Réévaluation du barème kilométrique : quelles implications?
Un des points clés du rapport concerne le barème kilométrique, qui permet aux contribuables de déduire leurs frais professionnels. Depuis sa récente revalorisation, ce barème a dépassé en valeur les augmentations corrélées des prix des carburants. En effet, les augmentations de 2022 et 2023 ont été jugées excessives, allant jusqu’à 121% au-dessus des coûts réels d’utilisation des véhicules selon certaines études. Les Sages soulignent que cette mesure bénéficie principalement aux ménages les plus fortunés. Ils préconisent une réduction de 14% de ce barème pour 2025, pouvant entraîner une économie de 530 millions d'euros dès cette année.
Menaces sur le crédit d'impôt pour les frais de garde d'enfants
La Cour des comptes s'attaque également au crédit d'impôt accordé pour les frais de garde d'enfants de moins de six ans hors du domicile, qui a vu son coût augmenter de 22% entre 2022 et 2023. Malgré cette hausse, les tarifs des assistantes maternelles n'ont que légèrement été revalorisés.
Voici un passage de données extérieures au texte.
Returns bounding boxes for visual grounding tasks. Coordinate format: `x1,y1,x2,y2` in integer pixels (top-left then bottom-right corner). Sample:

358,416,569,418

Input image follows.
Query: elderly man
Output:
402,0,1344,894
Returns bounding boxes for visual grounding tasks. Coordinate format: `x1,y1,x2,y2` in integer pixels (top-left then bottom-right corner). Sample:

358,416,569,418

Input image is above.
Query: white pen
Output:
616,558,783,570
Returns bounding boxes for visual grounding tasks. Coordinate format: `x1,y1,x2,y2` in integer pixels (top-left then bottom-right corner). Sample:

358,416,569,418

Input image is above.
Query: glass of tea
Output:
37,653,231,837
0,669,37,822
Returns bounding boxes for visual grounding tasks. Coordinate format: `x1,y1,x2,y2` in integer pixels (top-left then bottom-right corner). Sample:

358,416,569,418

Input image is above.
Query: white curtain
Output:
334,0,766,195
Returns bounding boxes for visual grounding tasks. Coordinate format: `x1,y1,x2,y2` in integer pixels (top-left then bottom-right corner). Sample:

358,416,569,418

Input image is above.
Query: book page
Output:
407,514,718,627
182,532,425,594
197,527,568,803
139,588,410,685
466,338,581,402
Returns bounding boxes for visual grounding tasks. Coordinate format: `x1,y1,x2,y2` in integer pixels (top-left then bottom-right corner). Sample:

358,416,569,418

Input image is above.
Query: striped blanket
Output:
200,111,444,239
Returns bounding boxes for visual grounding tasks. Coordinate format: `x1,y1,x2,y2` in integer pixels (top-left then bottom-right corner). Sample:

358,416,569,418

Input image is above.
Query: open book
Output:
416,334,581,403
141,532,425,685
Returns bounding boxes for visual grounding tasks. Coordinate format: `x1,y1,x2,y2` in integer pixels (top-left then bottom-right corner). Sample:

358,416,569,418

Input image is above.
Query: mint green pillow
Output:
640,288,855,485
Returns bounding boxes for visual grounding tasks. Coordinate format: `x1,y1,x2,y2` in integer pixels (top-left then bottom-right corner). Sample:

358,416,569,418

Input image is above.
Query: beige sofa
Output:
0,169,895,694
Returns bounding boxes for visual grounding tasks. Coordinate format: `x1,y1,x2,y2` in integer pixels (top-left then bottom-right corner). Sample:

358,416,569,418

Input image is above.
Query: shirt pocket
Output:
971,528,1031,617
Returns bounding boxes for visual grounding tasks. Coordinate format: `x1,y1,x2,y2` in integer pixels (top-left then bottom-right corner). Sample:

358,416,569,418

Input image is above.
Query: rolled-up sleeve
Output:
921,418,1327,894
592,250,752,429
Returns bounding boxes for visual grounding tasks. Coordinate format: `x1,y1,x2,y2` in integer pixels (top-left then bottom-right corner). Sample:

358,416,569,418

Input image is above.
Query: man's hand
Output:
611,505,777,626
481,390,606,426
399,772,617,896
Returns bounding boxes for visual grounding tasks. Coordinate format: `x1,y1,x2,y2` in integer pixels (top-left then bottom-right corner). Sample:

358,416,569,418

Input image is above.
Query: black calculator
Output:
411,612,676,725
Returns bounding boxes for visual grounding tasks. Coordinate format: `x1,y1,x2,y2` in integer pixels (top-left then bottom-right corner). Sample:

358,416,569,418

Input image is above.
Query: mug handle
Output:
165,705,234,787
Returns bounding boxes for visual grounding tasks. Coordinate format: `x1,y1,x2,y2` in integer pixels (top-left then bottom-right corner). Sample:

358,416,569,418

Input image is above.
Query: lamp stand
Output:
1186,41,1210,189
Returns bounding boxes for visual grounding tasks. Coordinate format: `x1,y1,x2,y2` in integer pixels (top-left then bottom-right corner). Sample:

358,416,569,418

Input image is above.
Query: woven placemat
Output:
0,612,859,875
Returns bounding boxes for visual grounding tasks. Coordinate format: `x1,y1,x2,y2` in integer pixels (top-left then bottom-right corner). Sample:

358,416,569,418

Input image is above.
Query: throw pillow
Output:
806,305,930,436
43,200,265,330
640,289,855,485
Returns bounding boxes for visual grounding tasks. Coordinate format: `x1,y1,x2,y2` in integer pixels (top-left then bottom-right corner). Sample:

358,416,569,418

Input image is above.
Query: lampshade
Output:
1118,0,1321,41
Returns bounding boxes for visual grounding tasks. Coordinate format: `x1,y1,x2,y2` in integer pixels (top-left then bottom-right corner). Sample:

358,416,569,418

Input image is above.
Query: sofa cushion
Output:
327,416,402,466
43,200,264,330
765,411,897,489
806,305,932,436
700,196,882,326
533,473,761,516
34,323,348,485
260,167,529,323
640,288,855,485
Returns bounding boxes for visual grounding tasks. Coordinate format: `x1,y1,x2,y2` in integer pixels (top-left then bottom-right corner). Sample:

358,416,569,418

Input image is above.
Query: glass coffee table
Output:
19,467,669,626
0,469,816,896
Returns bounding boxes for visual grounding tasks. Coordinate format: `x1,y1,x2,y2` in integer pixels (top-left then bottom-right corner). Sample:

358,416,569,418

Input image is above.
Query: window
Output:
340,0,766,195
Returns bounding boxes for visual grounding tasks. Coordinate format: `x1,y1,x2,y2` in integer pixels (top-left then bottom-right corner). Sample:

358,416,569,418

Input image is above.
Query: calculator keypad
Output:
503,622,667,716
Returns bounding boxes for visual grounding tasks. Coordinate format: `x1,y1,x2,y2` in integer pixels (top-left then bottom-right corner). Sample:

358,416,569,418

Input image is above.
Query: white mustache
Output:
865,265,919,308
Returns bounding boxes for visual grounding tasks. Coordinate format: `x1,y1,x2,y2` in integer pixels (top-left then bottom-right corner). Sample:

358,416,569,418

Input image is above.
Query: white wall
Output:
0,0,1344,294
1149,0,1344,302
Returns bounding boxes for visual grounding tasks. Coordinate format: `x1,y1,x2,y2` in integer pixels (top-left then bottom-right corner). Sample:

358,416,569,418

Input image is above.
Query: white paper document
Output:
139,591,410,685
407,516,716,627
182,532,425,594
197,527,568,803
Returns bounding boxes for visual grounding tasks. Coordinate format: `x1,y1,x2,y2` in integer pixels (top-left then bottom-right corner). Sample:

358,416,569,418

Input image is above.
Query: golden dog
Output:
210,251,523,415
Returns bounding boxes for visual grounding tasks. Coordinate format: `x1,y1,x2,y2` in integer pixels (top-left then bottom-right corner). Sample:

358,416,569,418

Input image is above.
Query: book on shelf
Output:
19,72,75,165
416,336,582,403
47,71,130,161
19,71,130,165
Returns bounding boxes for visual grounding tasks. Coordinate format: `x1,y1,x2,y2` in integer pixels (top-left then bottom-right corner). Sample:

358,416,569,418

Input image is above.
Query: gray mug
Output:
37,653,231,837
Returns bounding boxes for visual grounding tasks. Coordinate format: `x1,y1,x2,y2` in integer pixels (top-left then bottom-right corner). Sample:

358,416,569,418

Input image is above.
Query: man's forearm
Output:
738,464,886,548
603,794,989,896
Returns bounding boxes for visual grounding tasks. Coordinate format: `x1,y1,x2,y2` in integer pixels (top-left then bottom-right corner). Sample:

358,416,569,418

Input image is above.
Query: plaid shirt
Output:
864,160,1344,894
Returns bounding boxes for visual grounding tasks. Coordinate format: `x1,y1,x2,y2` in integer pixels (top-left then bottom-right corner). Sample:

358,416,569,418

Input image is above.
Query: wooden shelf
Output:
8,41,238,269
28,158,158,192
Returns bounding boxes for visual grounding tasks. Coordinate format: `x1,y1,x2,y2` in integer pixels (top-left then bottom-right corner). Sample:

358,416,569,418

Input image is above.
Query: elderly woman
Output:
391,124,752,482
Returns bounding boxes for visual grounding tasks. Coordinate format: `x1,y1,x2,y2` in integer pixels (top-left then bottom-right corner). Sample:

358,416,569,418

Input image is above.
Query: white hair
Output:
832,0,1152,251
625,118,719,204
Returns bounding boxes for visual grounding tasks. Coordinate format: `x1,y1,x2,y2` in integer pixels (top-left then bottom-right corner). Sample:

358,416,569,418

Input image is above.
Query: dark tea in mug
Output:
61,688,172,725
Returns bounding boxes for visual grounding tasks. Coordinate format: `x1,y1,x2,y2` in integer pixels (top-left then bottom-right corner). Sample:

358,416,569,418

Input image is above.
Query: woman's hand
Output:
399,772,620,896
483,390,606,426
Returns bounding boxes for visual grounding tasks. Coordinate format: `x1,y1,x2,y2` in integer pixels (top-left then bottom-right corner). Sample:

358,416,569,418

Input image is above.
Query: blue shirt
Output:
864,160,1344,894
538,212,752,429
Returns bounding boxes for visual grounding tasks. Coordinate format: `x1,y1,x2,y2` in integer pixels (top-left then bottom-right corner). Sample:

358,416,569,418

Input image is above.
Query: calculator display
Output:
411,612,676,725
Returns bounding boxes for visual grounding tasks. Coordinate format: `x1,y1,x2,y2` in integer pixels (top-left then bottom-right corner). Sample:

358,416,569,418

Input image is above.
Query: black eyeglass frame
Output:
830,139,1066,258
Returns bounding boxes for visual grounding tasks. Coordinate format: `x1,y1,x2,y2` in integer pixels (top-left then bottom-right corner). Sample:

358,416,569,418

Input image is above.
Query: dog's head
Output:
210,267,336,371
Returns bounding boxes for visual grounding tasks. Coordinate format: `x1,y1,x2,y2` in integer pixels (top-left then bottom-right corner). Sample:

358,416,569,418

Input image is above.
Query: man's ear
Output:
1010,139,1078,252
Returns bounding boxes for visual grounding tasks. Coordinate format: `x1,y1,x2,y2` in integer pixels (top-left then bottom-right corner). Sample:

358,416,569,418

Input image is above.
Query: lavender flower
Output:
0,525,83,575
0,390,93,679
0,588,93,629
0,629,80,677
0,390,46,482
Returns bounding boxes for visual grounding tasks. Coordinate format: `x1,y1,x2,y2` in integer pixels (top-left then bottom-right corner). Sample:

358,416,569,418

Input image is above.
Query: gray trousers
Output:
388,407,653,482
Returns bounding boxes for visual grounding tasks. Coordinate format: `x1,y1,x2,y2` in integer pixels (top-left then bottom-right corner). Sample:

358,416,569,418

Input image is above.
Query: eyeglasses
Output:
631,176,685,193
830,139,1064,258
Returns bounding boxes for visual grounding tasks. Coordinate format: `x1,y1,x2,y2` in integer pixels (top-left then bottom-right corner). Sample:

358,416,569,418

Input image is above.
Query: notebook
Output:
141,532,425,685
Les Sages recommandent de revenir à un plafond de 2 500 euros, au lieu de 3 500 euros, permettant ainsi une économie annelle de 200 millions d'euros pour l'État.
Contexte et enjeux budgétaires
La Cour des comptes souligne que de nombreuses mesures fiscales introduites lors de crises passées continuent d'impacter négativement le budget public. Leur rapport vise à inciter à une réévaluation approfondie de ces dispositifs dans le cadre des lois de finances pour 2025 et 2026. Les recommandations adoptées pourraient transformer plusieurs structures fiscales en vigueur, suscitant ainsi un débat essentiel sur l'équité et l'efficacité des subventions fiscales.